After the Christmas holidays, I will once again have a look at multilingual BERT. I already discussed multilingual BERT on this blog once when I reviewed a paper that explored some cross-lingual and multilingual properties of multilingual BERT. This week’s paper does more in-depth experiments and shows that some of the outcomes of the previous paper were not correct. The title of the paper is Cross-lingual Ability of Multilingual BERT: An Empirical Study was done at the University of Pennsylvania and will be published at this year’s ICLR conference.

Multilingual BERT is a neural network that provides dense numerical sentence representation for 104 languages. During training, the model learns to guess what words were left out in the input and if two sentences follow each other in a coherent text or not. This is done with millions of sentences in 104 languages without telling the model what the language is.

Training BERT

One of the main reasons why we develop such multilingual representations is that we would like to be able to transfer solutions from one language (for which we have enough data) into other languages (for which the data do not exist). For example, imagine you have manually annotated offensive tweets in, for instance, English and French and you would like to classify the tweets in other languages as well. With a high-quality multilingual representation, you could train a model using the English and German data and (given the multilingual representation is good enough) it would automatically work on other languages as well (this is sometimes called a zero-shot transfer). However, we are not there yet.

Multilingual BERT is far from being perfect, but it is actually pretty good at this (until recently, it was the best thing we have). Quite embarrassingly, we do not really know how and why it works (and by we I mean the research community). The exploratory paper I reviewed in MT Weekly 15 probes multilingual BERT on various tasks such as named entity recognition or cross-lingual sentence retrieval makes some interesting observations. The results of their experiments suggest two aspects play an important role:

  1. Vocabulary overlap: many sub-words mean the same in many languages (numbers, proper names, professional terminology).

  2. Structural similarity of languages.

The paper I am going to review today takes a different approach.
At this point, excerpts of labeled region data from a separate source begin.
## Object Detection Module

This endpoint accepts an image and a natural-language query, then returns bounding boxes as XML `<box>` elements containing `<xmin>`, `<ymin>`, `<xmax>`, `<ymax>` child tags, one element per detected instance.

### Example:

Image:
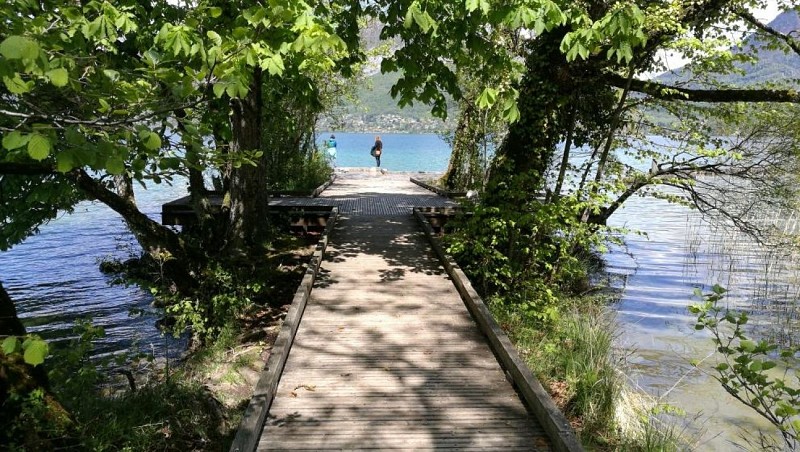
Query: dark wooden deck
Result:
<box><xmin>206</xmin><ymin>173</ymin><xmax>576</xmax><ymax>450</ymax></box>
Instead of treating multilingual BERT as a black box and doing experiments with it, they broke it into small pieces. Instead of a single large model for 104 languages, they trained only bilingual models and explored details of the training process to find out where the multilinguality comes from. Their language pairs were English with Spanish, Hindi, and Russian.

The tasks on which they tested the bilingual models are named entity recognition (highlighting names of people, locations, numbers, etc.) and natural language inference (telling if a sentence entails from another, or they contradict each other, or have nothing in common). The task-specific model is always trained using English and tested on the other language from the pair.
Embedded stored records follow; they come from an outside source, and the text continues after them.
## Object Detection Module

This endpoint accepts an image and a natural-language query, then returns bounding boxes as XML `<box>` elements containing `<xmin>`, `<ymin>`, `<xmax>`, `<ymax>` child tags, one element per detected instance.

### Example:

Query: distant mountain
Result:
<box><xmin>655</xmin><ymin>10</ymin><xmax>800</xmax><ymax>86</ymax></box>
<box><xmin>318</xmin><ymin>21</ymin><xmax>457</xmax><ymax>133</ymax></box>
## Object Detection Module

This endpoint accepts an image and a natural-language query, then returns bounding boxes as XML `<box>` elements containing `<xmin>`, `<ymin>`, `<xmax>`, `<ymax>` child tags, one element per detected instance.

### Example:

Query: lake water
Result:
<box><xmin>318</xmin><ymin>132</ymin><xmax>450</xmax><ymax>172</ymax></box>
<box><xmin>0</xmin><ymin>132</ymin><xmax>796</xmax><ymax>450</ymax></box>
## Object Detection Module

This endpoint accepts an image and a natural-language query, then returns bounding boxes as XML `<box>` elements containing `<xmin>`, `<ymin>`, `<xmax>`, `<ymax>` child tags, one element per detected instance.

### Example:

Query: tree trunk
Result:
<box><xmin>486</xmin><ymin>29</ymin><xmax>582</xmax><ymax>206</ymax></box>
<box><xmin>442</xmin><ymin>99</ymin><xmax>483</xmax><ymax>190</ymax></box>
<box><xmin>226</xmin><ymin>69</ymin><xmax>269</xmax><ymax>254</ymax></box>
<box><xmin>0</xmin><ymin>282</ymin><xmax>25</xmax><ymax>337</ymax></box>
To test the hypothesis about the lexical overlap helping the multilinguality, they used a fake vocabulary for English, so that it does not share anything with the other language from the pair, not even numbers or punctuation (they basically used a “secret alphabet”). The experiments showed that the vocabulary overlap does not matter at all. It is also obvious from the results that language similarity indeed matters—everything you learn on “secret” English can be applied to real English, but since the similarity is quite hard to quantify (or even conceptualize), the authors do not say more about it.
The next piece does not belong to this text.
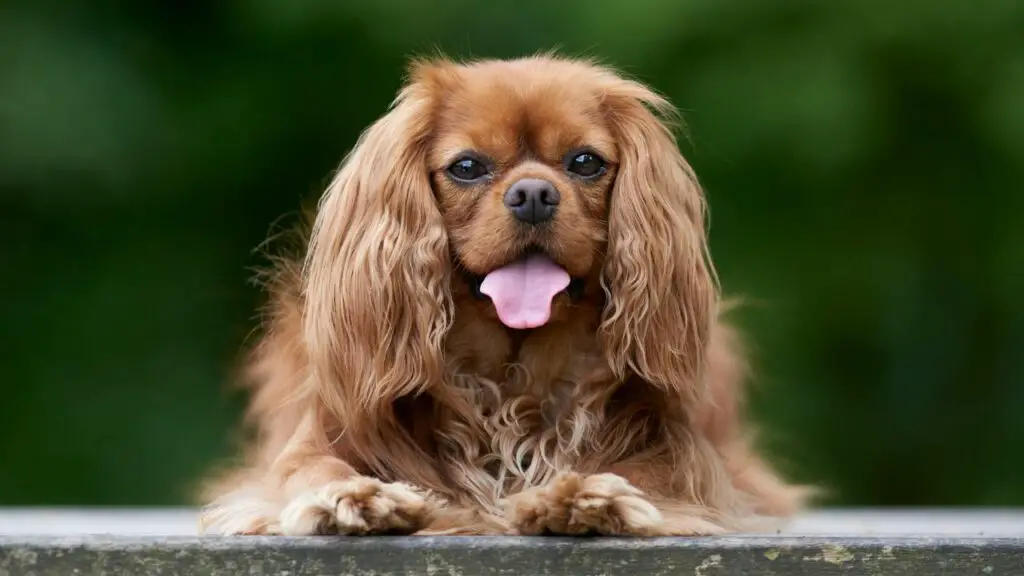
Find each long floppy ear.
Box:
[601,79,718,401]
[303,60,452,480]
If the models do not benefit from sharing subwords, there is no reason not to try another text segmentations. But surprise: sub-word tokenization still leads to better results than using both words or characters. Given that typography is a pure convention, it should not be surprising that neither words nor characters are the optimal input units for statistical processing. Nevertheless, it is stunning that subwords are so much better: segmentation into subwords is based on simple statistical heuristics (characters that appear most frequently together other get grouped and that is basically it) which is not in any way optimized towards the neural network that uses them.

There are also other interesting observations. The deeper the network the better cross-lingual performance you get. Another interesting observation is that the cross-lingual language inference works better when both sentences being compared are in one language than when one of the sentences is in English and the other is in the second language.

The paper sheds some light on what helps the models to be more language agnostic, but there is still a gap between the in-language and cross-language performance. The open question is how to make the multilingual models more language-agnostic which will be in my opinion one of the most important research questions in natural language processing in 2020.